The noble intention behind the push for greater transparency however may not translate into desirable effects and worse may have unintended consequences. One of the biggest fears is inappropriate analyses and interpretations of the clinical datasets. In a litigious environment, with pharma and drug companies already battling an image of being inhumane greedy corporates least concerned with the ability of the people to afford exorbitant drug prices, this can spell disaster. And it may serve as a strong innovation disincentive for the pharma industry in the long term, with the opportunity cost of not experimenting with novel treatment techniques ultimately being borne by consumers in the form of shortened life spans and/or degraded quality of life. Even when there is less room for misinterpretation, practical challenges with replicating the results of experiments may prevent one from exactly reproducing the results of clinical trials. It is a well-established fact that experimenters employ tacit knowledge and improvisations that are not always captured in experimental setup and process steps. Furthermore, many research teams may use proprietary models to analyze and interpret raw clinical data to arrive at their conclusions – models that they may be averse to sharing with the public, but which nonetheless are critical to arriving at the proper conclusions. The cost of full data disclosure for drug companies is not even discussed many times, but there is a non-trivial cost component to retaining and disclosing such data to the public at large.

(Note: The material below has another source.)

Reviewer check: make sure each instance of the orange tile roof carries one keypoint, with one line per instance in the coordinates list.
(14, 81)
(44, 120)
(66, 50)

So, mandating full disclosure of raw clinical data is just one of the items in an entire menu that needs to be put in place if indeed the objective is to improve the safety, efficacy and efficiency of the pharma and drug industry. The field of biostatistics can go long ways in educating researchers on correctly employing and interpreting clinical datasets. Independent data monitoring committees to oversee the construction and execution of clinical trials to ensure appropriate application of analytic techniques could be in place to provide guidance as the experiments are being conducted. Big data and modern statistical analytic techniques could be developed further to provide researchers with means to more effectively analyze data. In the process of doing all this, if we can help prevent even minor mistakes or incorrect interpretations of drug data, we will have made medicine that much safer for mankind.